Chiaramente, avendo preso posizione in maniera vincolante durante la Cop di Parigi (e rinnovato la propria posizione a Katowice), anche le istituzioni europee guardano con interesse la conferenza di Madrid, augurandosi un avanzamento a livello globale.

Considerazioni finali

In merito ai passaggi e agli interessi che hanno mosso la legislazione europea, non bisogna dimenticare che l’Unione Europea nasce come un’area di libero scambio di merci, capitali e servizi e che le scelte delle istituzioni europee si muovo tendenzialmente seguendo le esigenze economiche degli Stati membri. La maggiore critica che tutt’ora si muove a come sono costruite queste istituzioni, è il forte deficit di democraticità e poca connessione con i cittadini dell’Unione, che hanno ben poche occasioni di considerare sé stessi cittadini europei e non del singolo Stato membro.

Assodato ciò, non sorprende che la legislazione in materia energetica, anche quando diretta alla conversione in rinnovabili, sia stata mossa per la maggior parte da problemi legati al conflitto con i trattati europei, non tanto in materia ambientale, ma riguardo alla violazione delle regole di libero scambio; uno tra tutti è il caso esemplare ECJ Case C-405/16 P – Germany v Commission.

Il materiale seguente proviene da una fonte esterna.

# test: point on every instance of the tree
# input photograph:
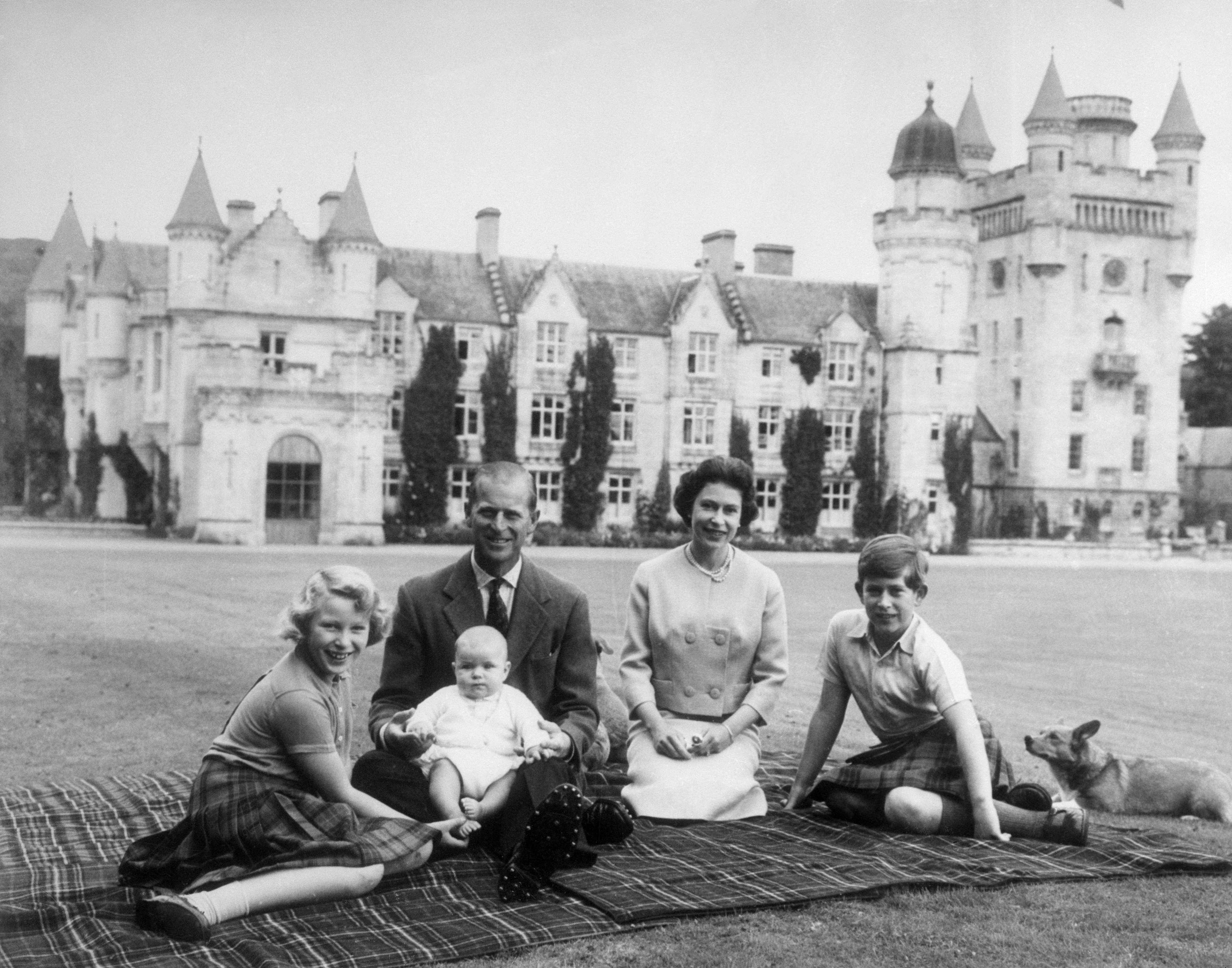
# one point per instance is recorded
(588, 445)
(89, 477)
(428, 441)
(1208, 390)
(866, 514)
(738, 441)
(804, 457)
(499, 403)
(958, 462)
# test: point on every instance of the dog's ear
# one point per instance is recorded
(1083, 733)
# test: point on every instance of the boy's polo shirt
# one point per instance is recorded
(905, 690)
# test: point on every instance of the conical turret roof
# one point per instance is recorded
(67, 252)
(198, 208)
(970, 134)
(1178, 120)
(926, 147)
(352, 222)
(1050, 103)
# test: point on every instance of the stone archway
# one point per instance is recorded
(292, 492)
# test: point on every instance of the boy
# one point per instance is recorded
(934, 769)
(481, 731)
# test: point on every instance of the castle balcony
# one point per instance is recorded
(1115, 369)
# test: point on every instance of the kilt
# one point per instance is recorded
(243, 822)
(926, 760)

È tuttavia evidente che i recente l’interesse delle istituzioni europee, e di alcuni Stati trainanti come la Germania, in materia di cambiamento climatico si sia acuito. Non a caso ciò va di pari passo con la nascita di una mobilitazione globale attorno a questi temi, la pressione dell’opinione pubblica, e i moniti pressanti del mondo scientifico. Tutto questo ha effettivamente influenzato il percorso legislativo, tuttavia il meccanismo è lento e soprattutto innervato per sua stessa definizione da interessi economici. Non c’è riflessione su un possibile cambiamento del sistema di produzione e/o di approvvigionamento energetico dei maggiori Stati europei.

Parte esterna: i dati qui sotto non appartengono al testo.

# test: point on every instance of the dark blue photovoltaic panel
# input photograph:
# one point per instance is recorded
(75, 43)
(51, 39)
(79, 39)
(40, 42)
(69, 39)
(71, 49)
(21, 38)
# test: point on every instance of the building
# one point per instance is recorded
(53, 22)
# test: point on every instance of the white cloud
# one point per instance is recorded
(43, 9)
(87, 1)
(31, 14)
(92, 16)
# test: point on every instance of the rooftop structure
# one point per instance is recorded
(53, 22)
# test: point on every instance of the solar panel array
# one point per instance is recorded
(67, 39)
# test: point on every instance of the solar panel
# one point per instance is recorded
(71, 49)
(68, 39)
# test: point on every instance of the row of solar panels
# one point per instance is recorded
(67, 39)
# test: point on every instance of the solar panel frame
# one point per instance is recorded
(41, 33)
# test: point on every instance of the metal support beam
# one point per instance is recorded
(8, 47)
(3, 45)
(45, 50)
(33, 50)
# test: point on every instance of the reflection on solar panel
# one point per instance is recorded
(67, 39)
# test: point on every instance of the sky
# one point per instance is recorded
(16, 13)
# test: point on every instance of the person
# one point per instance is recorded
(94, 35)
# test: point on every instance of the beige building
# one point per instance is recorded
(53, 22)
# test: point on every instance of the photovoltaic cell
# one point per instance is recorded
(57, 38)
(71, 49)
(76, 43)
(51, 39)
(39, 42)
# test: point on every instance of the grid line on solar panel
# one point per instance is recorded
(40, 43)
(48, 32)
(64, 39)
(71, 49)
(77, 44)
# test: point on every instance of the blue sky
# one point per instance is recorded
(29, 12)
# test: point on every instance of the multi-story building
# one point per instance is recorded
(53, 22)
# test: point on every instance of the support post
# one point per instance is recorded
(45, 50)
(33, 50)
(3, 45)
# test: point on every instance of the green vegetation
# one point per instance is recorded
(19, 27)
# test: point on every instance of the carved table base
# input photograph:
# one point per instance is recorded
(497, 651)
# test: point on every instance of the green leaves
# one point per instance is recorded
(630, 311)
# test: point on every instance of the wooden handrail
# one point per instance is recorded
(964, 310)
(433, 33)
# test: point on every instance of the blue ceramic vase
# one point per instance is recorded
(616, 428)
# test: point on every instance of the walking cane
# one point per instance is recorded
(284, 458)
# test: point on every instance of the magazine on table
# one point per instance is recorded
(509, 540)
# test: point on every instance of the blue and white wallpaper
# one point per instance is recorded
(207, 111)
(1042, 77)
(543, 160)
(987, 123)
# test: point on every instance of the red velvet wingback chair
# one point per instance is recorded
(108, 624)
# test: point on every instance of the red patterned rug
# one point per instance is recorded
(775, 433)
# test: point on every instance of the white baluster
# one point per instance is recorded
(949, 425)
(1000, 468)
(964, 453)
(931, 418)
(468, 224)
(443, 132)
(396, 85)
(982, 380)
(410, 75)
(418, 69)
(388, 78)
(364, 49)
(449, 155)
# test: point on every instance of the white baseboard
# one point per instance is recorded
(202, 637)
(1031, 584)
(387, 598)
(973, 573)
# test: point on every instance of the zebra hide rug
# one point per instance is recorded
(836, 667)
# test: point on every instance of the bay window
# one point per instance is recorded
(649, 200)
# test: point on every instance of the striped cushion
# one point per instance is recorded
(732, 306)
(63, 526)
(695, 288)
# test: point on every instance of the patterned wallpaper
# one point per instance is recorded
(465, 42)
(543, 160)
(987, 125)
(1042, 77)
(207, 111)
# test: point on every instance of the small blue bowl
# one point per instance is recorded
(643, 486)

Gli stessi giuristi interpellati per coadiuvare e fornire supporto legale ai lavori della Cop sono piuttosto scettici circa lo sviluppo della legislazione, che è di gran lunga inadeguata a fronteggiare la crisi climatica e soprattutto le tempistiche che essa detta.

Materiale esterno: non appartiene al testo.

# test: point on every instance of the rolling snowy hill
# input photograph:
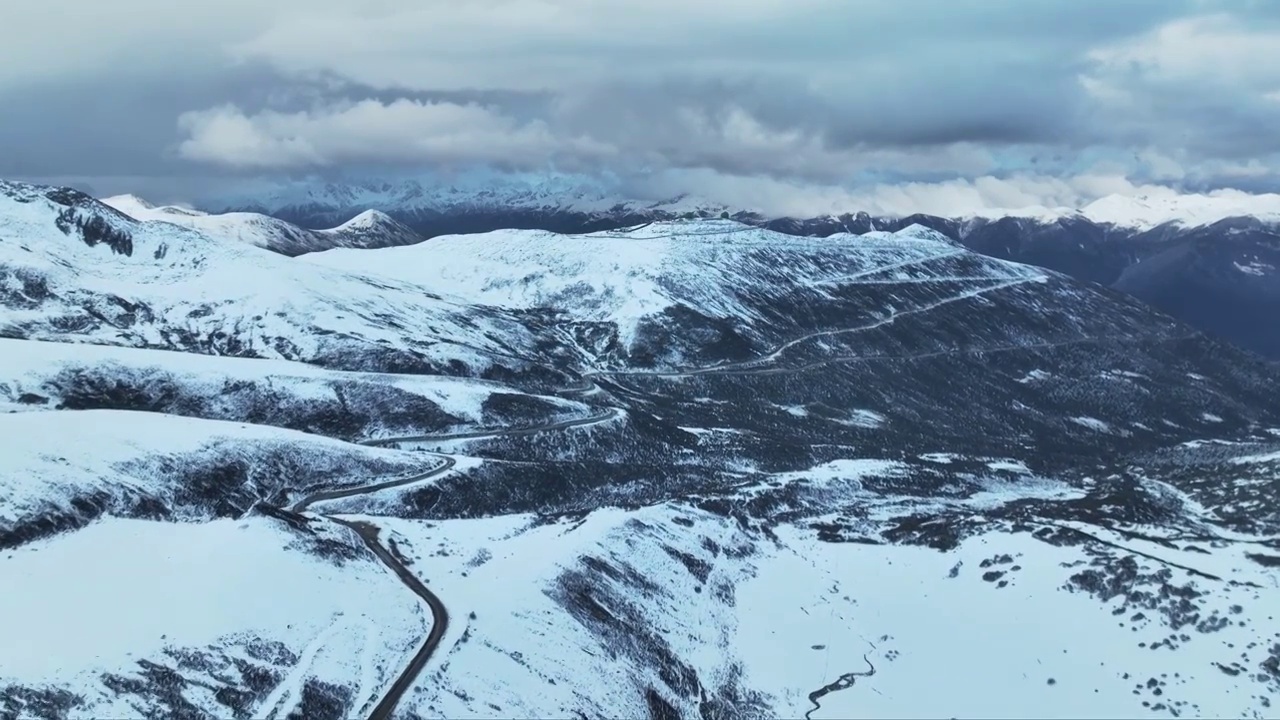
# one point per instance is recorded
(76, 268)
(1225, 236)
(716, 472)
(369, 228)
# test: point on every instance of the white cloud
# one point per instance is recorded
(397, 132)
(1198, 54)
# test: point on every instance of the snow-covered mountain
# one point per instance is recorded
(693, 469)
(1230, 235)
(369, 228)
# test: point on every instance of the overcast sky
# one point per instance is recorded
(795, 105)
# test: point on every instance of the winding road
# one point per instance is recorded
(766, 364)
(369, 533)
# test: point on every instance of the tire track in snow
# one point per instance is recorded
(286, 697)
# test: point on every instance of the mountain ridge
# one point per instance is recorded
(1097, 244)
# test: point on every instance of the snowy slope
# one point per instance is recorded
(223, 619)
(72, 267)
(62, 469)
(475, 191)
(675, 606)
(1182, 209)
(487, 192)
(36, 376)
(368, 229)
(859, 475)
(716, 268)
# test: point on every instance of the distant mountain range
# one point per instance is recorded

La pressione del movimento del climatico globale, nelle sue varie forme, ha effettivamente stimolato un avanzamento, quanto meno del dibattito, tuttavia è davvero difficile immaginare che da una di queste Cop si uscirà con legislazione realmente vincolante, particolareggiata e incidente. Questo soprattutto se si tiene in considerazione che uno degli obiettivi dichiarati dell’Unione Europea e della comunità internazionale è non danneggiare l’attuale sistema economico e produttivo.